The principal shrine of any Balinese family temple is the Sanggar Surya, located in its mountainward-eastern corner. Toward the rising sun, Surya is the name of the Sun God, the origin of all rays. This shrine is therefore that of the Almighty, from which all lesser gods -or rays- originate. The ways the other shrines are situated in relation to the Sanggar Surya also illustrates the hierarchy of the godly, in two rows of shrines, one running from east to west and the other mountainward to seaward. The right angle where the two rows meet is the place of the Sanggar Surya shrine. Next to this shrine are sometimes situated shrines for the gods of the mountains, but the following pattern is the most common: on the westward row, the first shrine one sees is usually that of the Goddess of agriculture Dewi Sri and of the God of wealth Sedana. Their role is thus a reminder of the agrarian foundation of Balinese culrure. Further westward is the taksu (inspiration) shrine, through which the individual comes into contact with his/her intangible equivalent, and, thus, is bestowed with his powers and talents. Beyond is a guardian shrine.
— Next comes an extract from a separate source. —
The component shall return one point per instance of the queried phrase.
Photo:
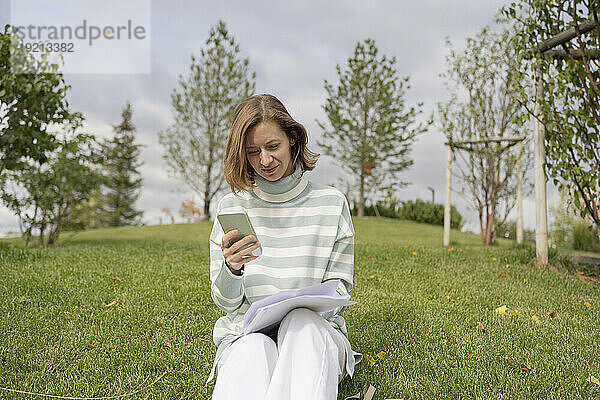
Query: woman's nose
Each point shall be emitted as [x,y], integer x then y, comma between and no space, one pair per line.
[265,158]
Downstream of the central sanggar surya shrine is located the row of ancestral shrines, the closest to the sanggar surya being the shrines of the remotest ancestors. The first to come, in the main sanggah/merajan, is often a shrine with a deer's horn (menjangan sekewang), which denotes that the family claims its origins to as far back as the Majapahit empire. Next follows the ibu or paibon which represents the ancestors from the sub-clan temple of origin; then comes the tong tiga shrine for the worship of the closest ancestors, where the family's dead are enshrined after completion of the cycle of death ceremonies. Finally, at the extremity of the row, comes another guardian shrine.
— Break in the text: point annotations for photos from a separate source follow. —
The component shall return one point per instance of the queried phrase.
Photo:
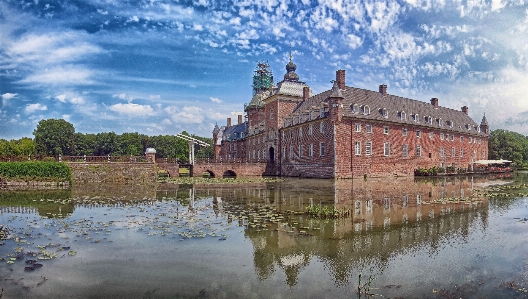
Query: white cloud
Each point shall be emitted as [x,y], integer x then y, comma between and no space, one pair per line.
[132,109]
[8,96]
[61,98]
[30,108]
[354,41]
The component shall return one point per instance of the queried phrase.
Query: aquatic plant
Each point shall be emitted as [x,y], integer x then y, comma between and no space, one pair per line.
[323,212]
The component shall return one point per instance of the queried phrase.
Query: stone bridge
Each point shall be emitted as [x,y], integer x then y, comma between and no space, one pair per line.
[233,169]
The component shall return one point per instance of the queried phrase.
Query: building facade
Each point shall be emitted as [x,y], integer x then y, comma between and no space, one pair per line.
[347,132]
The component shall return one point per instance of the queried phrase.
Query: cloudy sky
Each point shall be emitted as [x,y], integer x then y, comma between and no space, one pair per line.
[164,66]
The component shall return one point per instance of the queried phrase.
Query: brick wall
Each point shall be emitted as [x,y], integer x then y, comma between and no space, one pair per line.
[114,172]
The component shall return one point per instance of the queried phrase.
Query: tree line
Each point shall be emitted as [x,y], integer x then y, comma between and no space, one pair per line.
[57,136]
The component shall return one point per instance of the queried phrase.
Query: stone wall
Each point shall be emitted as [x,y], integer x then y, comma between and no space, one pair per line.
[120,173]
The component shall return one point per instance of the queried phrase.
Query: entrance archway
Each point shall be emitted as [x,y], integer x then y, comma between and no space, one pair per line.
[272,155]
[229,174]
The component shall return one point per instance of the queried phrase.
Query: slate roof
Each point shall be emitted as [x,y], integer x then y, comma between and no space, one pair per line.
[394,105]
[234,132]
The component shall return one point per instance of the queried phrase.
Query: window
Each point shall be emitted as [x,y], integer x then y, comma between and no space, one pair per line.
[386,149]
[358,127]
[357,147]
[368,128]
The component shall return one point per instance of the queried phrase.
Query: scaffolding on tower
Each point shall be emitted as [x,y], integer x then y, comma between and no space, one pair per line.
[262,77]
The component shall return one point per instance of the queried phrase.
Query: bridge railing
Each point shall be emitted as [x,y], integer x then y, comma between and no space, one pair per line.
[230,160]
[81,159]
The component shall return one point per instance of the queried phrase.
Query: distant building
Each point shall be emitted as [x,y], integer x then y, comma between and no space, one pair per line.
[346,131]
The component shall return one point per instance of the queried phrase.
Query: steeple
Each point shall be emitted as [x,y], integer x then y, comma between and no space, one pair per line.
[484,126]
[290,70]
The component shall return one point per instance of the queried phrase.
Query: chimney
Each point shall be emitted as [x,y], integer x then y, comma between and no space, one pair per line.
[306,92]
[383,89]
[340,79]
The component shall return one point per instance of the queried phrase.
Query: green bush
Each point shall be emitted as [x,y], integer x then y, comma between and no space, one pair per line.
[35,170]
Like any temple, each individual family temple has a festival every 210 days, which follows the Balinese ritual calendar. When this time comes, the shrines are dressed, i.e. wrapped in coloured clothing, as a sign that the gods are visiting. These gods are then, as in any Balinese temple welcomed, and offered offerings, and, sometimes, dance.
Evolution of the Compound
Bali has long had a surplus of availa'Cile land. This has enabled the traditional architecture to remain virtually untouched. The older sons, in commoner's families, or the youngest ones, in aristocratic families, were supposed to open their own new compound on free village land upon marriage, when they became full citizens of the community. When village land was becoming scarce, they would move inland and open the forest, creating a "sister-village". The architectural system of Bali has thus duplicated itself all over the island.
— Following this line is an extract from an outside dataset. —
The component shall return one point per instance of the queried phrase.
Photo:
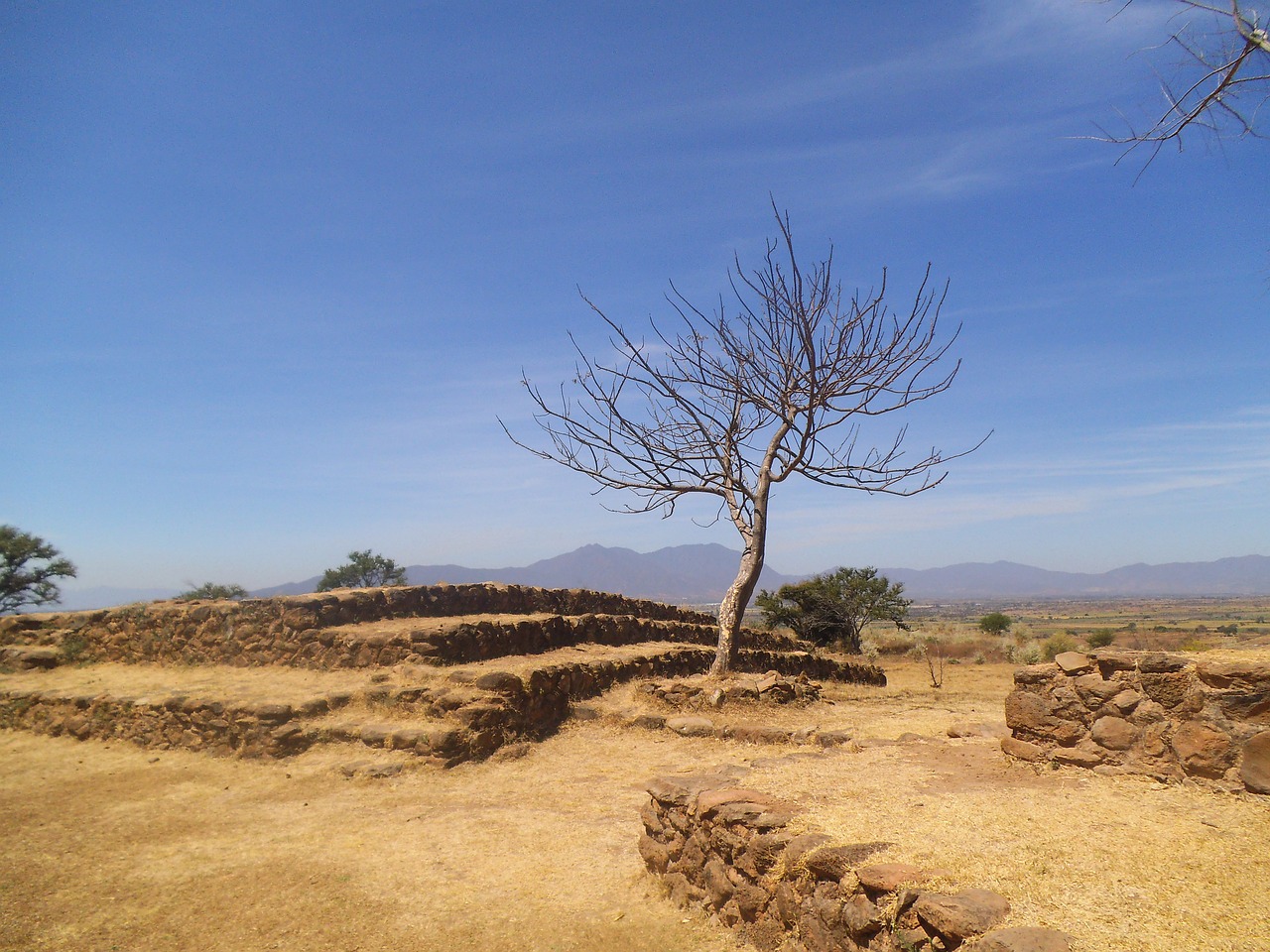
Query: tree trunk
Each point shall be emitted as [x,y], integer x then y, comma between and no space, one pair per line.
[734,602]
The functioning of this system, though, is possible only with reserves of free dry land. This is no longer the case in Bali. Land is becoming scarce. Instead of being given away as part of one's belonging to a local community, it is now increasingly being sold as a commodity, a practice further encouraged by tourism and related speculative investments.
This development has a strong impact on traditional Balinese architecture. Fewer people can now afford to buy enough land and make the big compounds demanded by the rules of traditional architecture. More often than not, instead of opening new land and building new compounds, brothers have now to share their parents' compound. They end up transforming the old traditional buildings into inward-oriented, western style houses: the verandahs shrink in size or disappear altogether, rooms are added, the base of the buildings is lowered as well as the ceiling and new materials are used. The change may even effect the temple. Sometimes the whole set of shrines is transferred on to a terrace. More often, though, especially in the cities, the complete temple is substituted with a single shrine, the Padmasari, which sums up all the main functions of the temple, and through which it is possible to address one's village ancestors from a distance (nyawang).
The Balinese architectural landscape is thus fast changing. It is increasingly difficult to find Balinese architecture preserved in its original shape. Instead of the airy traditional compound with its central yard and verandahs, more often than not there are now cramped rows of buildings of an undeniable style. No genuine preservation steps are taken, except for the support of a neo-Balinese, kitschy architecture which is now invading the cities and main roads. Interesting though the phenomenon may be, it is a sign that Bali is losing its homogeneity, and thus, its uniqueness.